Eight days after being beaten during a robbery at a Claxton Bay bar, Curtis Pierre, 16, succumbed to his injuries at the Intensive Care Unit of the San Fernando General Hospital.
Pierre was one of two bandits who held up the PJ’s Recreation Club along Mount Pleasant Road last Tuesday. He died on Tuesday at hospital without regaining consciousness.
Around 2.40 pm last Tuesday, there were over a dozen patrons liming at the community watering hole when Pierre and another man, dressed in short-sleeved coveralls, walked into the bar. The unidentified bandit pulled out a gun and began robbing patrons and Chinese national Lui Luo, who operated a gaming machine in the club, of cash and other valuables, while Pierre tried to enter the bar owner Phoolmatie John’s home at the back of the property.
After kicking down the door leading into the house, Pierre was accosted by John’s son, Niben Beepat, 28, and a struggle ensued.
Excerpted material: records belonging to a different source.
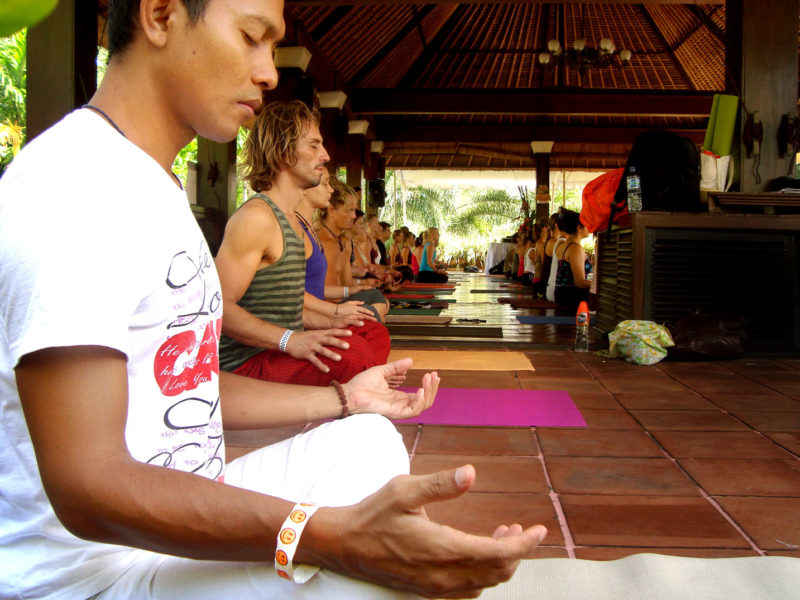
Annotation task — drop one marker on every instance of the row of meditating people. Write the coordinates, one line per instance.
(415, 257)
(550, 258)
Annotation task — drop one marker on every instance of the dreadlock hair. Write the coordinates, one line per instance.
(271, 144)
(341, 192)
(123, 19)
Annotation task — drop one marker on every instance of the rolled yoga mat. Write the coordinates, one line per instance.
(416, 319)
(550, 320)
(464, 360)
(500, 408)
(435, 312)
(448, 331)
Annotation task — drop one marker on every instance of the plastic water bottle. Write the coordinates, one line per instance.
(582, 328)
(634, 191)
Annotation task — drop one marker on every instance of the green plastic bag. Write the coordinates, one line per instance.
(16, 14)
(640, 342)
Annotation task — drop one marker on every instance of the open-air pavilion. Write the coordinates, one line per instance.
(687, 459)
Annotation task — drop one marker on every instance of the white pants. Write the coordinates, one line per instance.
(335, 464)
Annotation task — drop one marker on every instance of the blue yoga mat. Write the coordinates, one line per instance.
(548, 320)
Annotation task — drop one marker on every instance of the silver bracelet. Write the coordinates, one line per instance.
(285, 340)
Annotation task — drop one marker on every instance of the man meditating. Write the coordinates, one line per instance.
(321, 298)
(113, 479)
(261, 263)
(336, 220)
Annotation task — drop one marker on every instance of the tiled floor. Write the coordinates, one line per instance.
(692, 459)
(672, 461)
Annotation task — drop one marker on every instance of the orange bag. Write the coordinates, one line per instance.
(598, 198)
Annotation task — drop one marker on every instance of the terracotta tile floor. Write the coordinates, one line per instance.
(691, 459)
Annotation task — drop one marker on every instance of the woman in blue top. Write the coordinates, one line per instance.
(429, 272)
(353, 311)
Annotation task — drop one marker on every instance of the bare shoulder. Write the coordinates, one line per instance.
(253, 223)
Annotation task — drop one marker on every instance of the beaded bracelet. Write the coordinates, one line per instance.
(285, 340)
(342, 398)
(288, 539)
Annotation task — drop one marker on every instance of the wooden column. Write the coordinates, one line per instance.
(62, 67)
(216, 188)
(542, 178)
(331, 125)
(355, 159)
(292, 85)
(761, 54)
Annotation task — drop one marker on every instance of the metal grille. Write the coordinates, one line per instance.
(615, 283)
(727, 273)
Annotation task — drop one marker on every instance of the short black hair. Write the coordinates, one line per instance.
(123, 19)
(568, 220)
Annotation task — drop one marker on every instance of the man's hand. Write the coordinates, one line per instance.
(388, 539)
(354, 309)
(307, 345)
(373, 391)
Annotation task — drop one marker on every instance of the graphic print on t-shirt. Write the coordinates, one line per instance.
(185, 364)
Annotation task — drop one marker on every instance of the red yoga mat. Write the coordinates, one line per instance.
(500, 408)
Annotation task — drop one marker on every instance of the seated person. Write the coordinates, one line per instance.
(429, 269)
(528, 259)
(400, 256)
(334, 222)
(261, 264)
(510, 263)
(572, 286)
(362, 245)
(366, 254)
(540, 269)
(382, 232)
(114, 482)
(366, 326)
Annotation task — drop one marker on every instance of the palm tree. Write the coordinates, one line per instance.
(419, 207)
(12, 96)
(487, 211)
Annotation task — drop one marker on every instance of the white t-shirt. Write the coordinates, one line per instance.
(98, 246)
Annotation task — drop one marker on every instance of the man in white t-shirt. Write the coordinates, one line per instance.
(113, 482)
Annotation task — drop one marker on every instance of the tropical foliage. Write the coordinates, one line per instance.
(487, 211)
(12, 96)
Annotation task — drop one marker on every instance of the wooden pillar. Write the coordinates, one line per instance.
(62, 67)
(355, 158)
(329, 127)
(761, 55)
(216, 188)
(292, 85)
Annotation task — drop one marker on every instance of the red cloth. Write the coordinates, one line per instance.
(369, 346)
(409, 296)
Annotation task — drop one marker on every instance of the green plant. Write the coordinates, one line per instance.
(13, 91)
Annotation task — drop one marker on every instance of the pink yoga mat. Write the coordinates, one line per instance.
(500, 408)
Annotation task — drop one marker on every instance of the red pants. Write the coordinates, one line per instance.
(369, 346)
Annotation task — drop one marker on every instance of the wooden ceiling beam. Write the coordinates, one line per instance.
(521, 102)
(487, 134)
(329, 3)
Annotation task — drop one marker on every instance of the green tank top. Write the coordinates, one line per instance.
(275, 294)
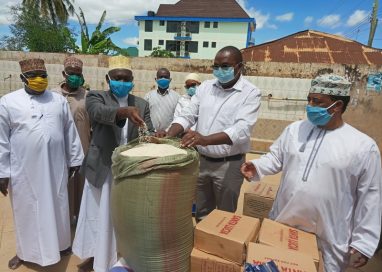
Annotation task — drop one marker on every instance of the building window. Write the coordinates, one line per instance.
(148, 46)
(173, 26)
(192, 27)
(192, 46)
(172, 46)
(148, 26)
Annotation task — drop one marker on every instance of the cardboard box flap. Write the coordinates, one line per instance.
(226, 235)
(204, 262)
(282, 236)
(286, 260)
(235, 227)
(263, 189)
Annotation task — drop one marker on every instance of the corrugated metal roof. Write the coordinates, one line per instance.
(311, 46)
(203, 8)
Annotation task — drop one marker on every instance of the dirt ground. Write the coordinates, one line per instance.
(69, 263)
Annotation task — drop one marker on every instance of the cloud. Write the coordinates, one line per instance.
(5, 16)
(132, 41)
(262, 20)
(331, 21)
(117, 12)
(308, 20)
(285, 17)
(357, 17)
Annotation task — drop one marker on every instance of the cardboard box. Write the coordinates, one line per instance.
(258, 199)
(226, 235)
(286, 260)
(281, 236)
(204, 262)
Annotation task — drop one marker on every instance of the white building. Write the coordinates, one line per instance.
(195, 28)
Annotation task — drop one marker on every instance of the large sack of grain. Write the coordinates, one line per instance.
(151, 202)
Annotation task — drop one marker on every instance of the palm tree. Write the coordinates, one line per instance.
(99, 41)
(57, 10)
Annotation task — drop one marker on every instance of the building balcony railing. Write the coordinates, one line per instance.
(186, 55)
(183, 36)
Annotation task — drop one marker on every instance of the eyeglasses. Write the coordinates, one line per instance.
(189, 86)
(224, 66)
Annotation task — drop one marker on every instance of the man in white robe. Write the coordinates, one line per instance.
(39, 145)
(331, 178)
(114, 116)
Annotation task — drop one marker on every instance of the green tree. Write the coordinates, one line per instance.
(161, 53)
(99, 41)
(57, 10)
(31, 31)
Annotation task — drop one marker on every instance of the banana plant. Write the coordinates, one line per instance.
(99, 41)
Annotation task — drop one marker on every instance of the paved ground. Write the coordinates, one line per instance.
(69, 264)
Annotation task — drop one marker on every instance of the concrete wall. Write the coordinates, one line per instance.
(289, 82)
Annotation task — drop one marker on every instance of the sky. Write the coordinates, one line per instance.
(275, 18)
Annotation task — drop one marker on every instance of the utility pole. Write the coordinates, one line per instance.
(373, 22)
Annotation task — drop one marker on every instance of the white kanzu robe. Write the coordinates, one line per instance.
(95, 235)
(330, 186)
(38, 144)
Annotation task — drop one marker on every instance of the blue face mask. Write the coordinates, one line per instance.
(120, 88)
(224, 75)
(319, 116)
(163, 83)
(191, 91)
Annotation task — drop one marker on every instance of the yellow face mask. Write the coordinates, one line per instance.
(38, 84)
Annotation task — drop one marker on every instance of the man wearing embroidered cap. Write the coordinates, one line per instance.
(331, 182)
(162, 101)
(39, 143)
(115, 115)
(192, 81)
(72, 89)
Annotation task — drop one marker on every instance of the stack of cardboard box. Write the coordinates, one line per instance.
(258, 199)
(224, 241)
(290, 248)
(221, 242)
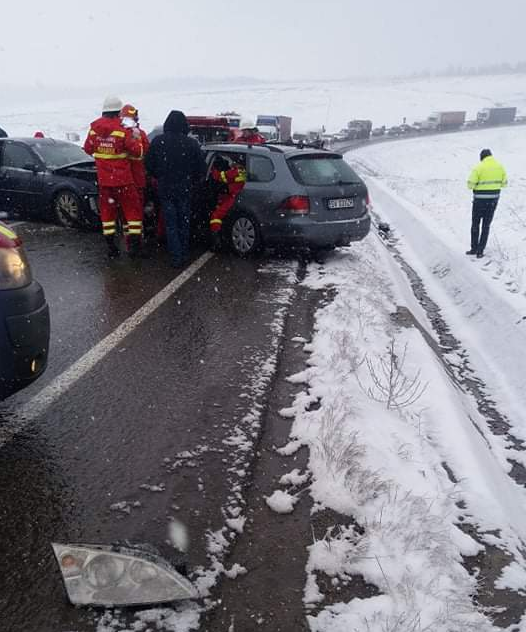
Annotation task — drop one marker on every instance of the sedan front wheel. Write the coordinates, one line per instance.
(245, 236)
(67, 209)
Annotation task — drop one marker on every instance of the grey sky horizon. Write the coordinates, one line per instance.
(100, 42)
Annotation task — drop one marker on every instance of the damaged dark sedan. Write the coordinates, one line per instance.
(43, 178)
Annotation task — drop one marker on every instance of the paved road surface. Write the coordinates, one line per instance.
(193, 377)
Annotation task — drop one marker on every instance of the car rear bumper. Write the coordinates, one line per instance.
(24, 337)
(303, 231)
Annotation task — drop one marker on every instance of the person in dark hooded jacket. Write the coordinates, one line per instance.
(176, 161)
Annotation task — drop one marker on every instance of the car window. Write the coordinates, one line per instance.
(231, 158)
(324, 170)
(17, 156)
(60, 154)
(260, 169)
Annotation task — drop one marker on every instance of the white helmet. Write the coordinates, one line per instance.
(112, 104)
(247, 124)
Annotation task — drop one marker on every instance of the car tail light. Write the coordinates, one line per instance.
(14, 266)
(297, 205)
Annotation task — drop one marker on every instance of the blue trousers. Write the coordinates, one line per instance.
(483, 211)
(175, 208)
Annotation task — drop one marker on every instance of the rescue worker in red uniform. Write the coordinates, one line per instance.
(130, 120)
(112, 145)
(232, 177)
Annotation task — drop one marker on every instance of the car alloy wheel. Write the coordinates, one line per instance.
(67, 209)
(244, 235)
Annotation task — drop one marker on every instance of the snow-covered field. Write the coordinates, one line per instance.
(419, 187)
(311, 104)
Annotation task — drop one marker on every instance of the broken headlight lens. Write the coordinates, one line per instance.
(118, 576)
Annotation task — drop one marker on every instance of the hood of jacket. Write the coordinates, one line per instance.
(176, 123)
(103, 126)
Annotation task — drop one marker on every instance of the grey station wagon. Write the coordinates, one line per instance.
(294, 197)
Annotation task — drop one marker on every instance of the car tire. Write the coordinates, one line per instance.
(67, 209)
(245, 235)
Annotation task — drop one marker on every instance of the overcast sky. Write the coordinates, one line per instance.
(94, 42)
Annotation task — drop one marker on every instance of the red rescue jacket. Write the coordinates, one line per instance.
(137, 163)
(234, 178)
(112, 145)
Pierre’s accomplice fled the scene, leaving the teen to face the wrath of angry patrons.
Pierre was beaten until he lost consciousness and then police were called in.
Yesterday, Pierre’s mother Kendra Commissiong told the T&T Guardian that the patrons and bar owners went too far in dishing out vigilante justice.
“I am not saying what he did was right, but they did not have to beat him so badly,” she said.
“After they hit him the first blow and he fell on the ground they could have called the police. I don’t even know what they beat my son with, all his ears was bust up.”
Commissiong said Pierre, who lived with his mother and 14-year-old brother at Union Village, Claxton Bay, was a student at the Servol Life Centre and described him as loving and caring. She said his sixteenth birthday was last Friday.
“He was my first born child and I knew him as loving and caring, he was very helpful to everyone in the area. He had animals he used to take care of and he had recently started his own kitchen garden. Nobody told him to do those things, he was trying something for himself.”
She said she felt as though her son’s death could have been avoided.
“They are not police, they are not the law…he was a human being. I am saying again, I am not giving him right for what he did, but that didn’t give them the right to deal with him like that. I am sure they would have seen how young he was.”
Police sources said an investigation into Pierre’s death will now be conducted to determine whether any charges should be laid against those who beat him.
An autopsy is expected done at the Forensics Science Centre in St James today.